A flip-flop is one of the basic sequential circuits in digital electronics. It has many important applications in memory registers, counters, dividers, sequencers and microprocessors. However, although all flip-flops are capable of storing a single binary bit of information, there are many varieties of flip-flops, which may be divided into four basic kinds: RS, JK, D and T.
A basic RS flip-flop or latch comprises a pair of NOR gates each having an input connected to the output of the other. This basic RS flip-flop may have additional logic elements and a clock input added to form a clocked RS flip-flop; and two clocked RS flip-flops may be combined to form a clocked, masterslave RS flip-flop. An RS flip-flop has the advantage of being the simplest flip-flop but has the disadvantage of having an undefined state with one of the four possible combinations of inputs.

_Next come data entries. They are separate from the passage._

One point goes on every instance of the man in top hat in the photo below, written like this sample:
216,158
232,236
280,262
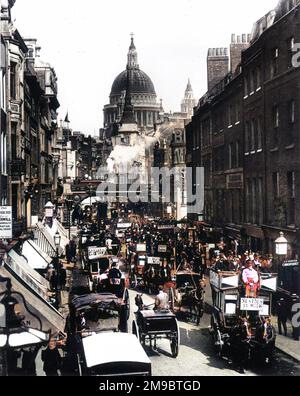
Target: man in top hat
250,278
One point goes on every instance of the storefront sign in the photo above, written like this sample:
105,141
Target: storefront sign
214,279
124,226
162,248
5,222
291,263
49,212
252,304
95,252
141,247
166,227
154,260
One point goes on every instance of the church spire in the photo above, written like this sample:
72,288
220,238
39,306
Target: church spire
132,55
128,113
189,86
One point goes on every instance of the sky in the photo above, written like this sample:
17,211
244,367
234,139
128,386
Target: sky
87,43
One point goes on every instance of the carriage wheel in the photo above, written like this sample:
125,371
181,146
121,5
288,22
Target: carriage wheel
133,281
123,326
175,342
135,330
199,312
127,303
171,299
218,343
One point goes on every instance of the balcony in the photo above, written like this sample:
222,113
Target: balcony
15,109
18,168
19,227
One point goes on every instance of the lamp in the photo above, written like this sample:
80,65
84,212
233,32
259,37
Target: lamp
13,331
57,239
281,245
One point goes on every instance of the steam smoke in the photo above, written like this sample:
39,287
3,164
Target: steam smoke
126,155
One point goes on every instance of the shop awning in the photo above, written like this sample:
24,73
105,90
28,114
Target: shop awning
44,240
20,266
36,258
58,227
34,293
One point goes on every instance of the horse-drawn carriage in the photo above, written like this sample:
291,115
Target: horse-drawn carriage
240,325
137,268
152,325
99,345
187,294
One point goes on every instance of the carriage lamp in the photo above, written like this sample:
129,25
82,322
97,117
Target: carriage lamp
281,245
57,239
14,333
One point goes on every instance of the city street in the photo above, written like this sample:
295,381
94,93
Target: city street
180,183
197,356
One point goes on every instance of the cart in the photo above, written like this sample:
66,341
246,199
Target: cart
152,325
93,313
137,269
187,294
231,309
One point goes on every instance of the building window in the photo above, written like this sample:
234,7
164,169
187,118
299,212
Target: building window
274,62
252,146
259,134
276,117
3,90
237,154
237,111
245,86
13,141
275,183
291,198
252,81
258,77
230,156
3,153
291,47
13,81
247,138
292,114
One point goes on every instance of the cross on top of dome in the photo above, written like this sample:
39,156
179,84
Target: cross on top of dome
132,55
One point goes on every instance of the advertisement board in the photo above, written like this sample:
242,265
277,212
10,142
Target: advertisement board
162,249
95,252
141,247
5,222
154,260
252,304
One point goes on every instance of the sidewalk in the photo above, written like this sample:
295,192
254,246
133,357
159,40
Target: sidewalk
284,344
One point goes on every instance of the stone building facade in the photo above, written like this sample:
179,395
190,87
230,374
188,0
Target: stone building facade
245,132
28,125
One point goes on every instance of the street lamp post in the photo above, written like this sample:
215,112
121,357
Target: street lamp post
14,334
57,240
281,247
69,204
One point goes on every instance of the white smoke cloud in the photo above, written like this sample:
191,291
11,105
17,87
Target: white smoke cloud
127,155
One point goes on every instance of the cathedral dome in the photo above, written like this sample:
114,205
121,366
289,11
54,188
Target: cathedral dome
140,83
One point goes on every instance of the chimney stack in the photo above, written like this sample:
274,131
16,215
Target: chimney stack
242,42
217,65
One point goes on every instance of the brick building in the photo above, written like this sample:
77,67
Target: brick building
245,132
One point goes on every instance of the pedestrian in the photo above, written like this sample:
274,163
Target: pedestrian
295,326
28,361
63,278
52,359
162,300
282,315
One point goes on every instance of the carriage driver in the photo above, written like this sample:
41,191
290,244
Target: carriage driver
250,279
162,300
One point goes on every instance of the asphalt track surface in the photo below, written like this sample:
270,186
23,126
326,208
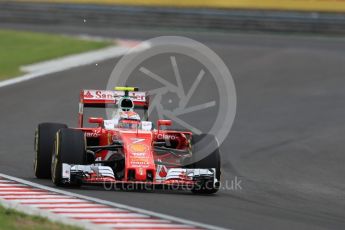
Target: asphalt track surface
286,145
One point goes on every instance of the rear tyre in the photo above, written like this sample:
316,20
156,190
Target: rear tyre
44,142
70,149
209,161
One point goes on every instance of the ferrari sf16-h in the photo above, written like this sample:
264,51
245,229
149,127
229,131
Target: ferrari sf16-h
125,149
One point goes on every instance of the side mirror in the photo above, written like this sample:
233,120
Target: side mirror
96,120
163,123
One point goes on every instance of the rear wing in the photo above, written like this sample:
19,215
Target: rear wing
102,98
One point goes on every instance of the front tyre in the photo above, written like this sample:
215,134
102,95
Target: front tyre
44,142
70,149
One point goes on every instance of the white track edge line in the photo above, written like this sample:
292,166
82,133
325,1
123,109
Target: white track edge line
29,210
116,205
116,51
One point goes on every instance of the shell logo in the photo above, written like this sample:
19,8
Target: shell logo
138,148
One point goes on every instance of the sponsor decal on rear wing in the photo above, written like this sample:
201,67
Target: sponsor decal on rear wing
99,98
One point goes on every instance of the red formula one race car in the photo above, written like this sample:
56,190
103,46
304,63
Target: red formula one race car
124,150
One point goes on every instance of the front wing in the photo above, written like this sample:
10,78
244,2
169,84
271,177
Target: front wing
179,178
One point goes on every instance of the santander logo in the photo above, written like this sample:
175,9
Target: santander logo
88,95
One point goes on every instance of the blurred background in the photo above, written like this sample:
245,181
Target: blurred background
320,16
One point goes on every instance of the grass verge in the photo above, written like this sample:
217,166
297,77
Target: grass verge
11,219
19,48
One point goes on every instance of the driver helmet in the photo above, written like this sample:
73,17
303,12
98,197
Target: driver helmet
129,120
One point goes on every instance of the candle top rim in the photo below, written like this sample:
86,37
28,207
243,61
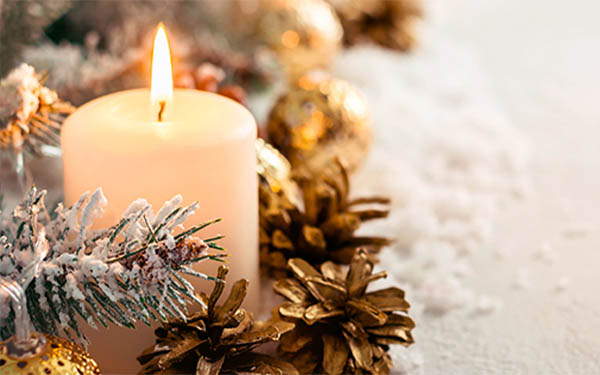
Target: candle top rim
196,118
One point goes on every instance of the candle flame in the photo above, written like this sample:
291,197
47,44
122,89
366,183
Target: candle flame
161,87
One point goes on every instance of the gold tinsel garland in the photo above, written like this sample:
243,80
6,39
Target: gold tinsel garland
339,327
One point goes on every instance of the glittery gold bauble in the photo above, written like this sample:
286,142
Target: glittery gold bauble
303,34
389,23
318,120
53,356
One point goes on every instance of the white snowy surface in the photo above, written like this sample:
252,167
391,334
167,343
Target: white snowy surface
487,140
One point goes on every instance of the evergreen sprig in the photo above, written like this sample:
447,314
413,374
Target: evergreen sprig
127,273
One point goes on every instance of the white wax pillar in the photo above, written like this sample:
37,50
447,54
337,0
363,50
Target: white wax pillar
203,150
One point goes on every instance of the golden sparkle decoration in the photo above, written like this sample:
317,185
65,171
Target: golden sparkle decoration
318,120
388,23
340,328
275,171
53,356
303,34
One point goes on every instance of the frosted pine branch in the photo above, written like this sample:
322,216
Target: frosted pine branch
127,273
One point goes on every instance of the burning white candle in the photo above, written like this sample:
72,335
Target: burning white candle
157,143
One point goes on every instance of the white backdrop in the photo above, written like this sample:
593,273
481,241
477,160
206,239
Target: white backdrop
488,139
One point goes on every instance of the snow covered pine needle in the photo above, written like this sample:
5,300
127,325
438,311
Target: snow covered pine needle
129,272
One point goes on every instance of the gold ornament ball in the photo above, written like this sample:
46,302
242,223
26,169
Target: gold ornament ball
303,34
56,356
319,119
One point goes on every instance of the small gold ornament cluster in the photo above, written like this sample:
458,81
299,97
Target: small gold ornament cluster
31,114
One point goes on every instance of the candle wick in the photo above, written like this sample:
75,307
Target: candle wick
162,109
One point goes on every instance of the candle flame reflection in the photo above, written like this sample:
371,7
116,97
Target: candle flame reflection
161,87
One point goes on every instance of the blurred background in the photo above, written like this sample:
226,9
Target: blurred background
485,134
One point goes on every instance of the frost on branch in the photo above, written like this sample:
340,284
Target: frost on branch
127,273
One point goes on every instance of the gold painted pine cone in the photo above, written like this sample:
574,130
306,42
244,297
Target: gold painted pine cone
319,224
217,340
340,328
318,120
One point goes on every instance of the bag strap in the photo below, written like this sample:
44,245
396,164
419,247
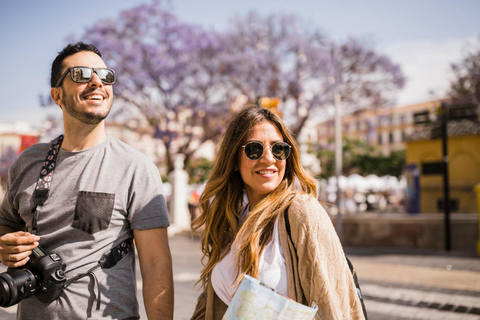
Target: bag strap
350,264
42,189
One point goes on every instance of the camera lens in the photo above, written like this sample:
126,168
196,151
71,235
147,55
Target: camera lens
5,292
16,285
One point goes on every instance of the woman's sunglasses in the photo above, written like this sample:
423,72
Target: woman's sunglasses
85,74
254,150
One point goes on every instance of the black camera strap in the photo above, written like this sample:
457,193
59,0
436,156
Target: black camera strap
40,195
42,189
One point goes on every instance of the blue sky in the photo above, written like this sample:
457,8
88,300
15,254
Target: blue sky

A JK flip-flop is basically a clocked RS flip-flop with several logical connections which define the undefined state of the RS flip-flop and allow all possible combinations of inputs. A D flip-flop is one with only one data input in which the output follows that data input with each clock pulse. A T flip-flop has a single toggle input; and, when the toggle input is supplied with a logic 1 the flip-flop changes state or toggles each time it receives a clock pulse.
It is well known that the different kinds of flip-flop are closely related and many can be formed from one or more of the others with specific external connections and/or additional logic elements. For example, a T flip-flop may be formed from a JK flip-flop by tying both inputs together; and a D flip-flop may be formed from an RS or JK flip-flop by tying one input to the other through an inverter. However, each of these transformations must be made individually by an actual physical connection and/or the addition of another logic element. It would appear to be advantageous to have a universal flip-flop which could be externally programmed by means of one or more logic signals to operate as any one of the four basic kinds of flip-flops. Such a universal, signal programmable flip-flop would be a versatile addition to the area of programmed digital electronics in that it would enable a computer or similar digital device to change its own internal circuitry in response to software instructions. In addition, a universal flip-flop may result in inventory or assembly savings in more conventional flip-flop use in digital electronic circuitry.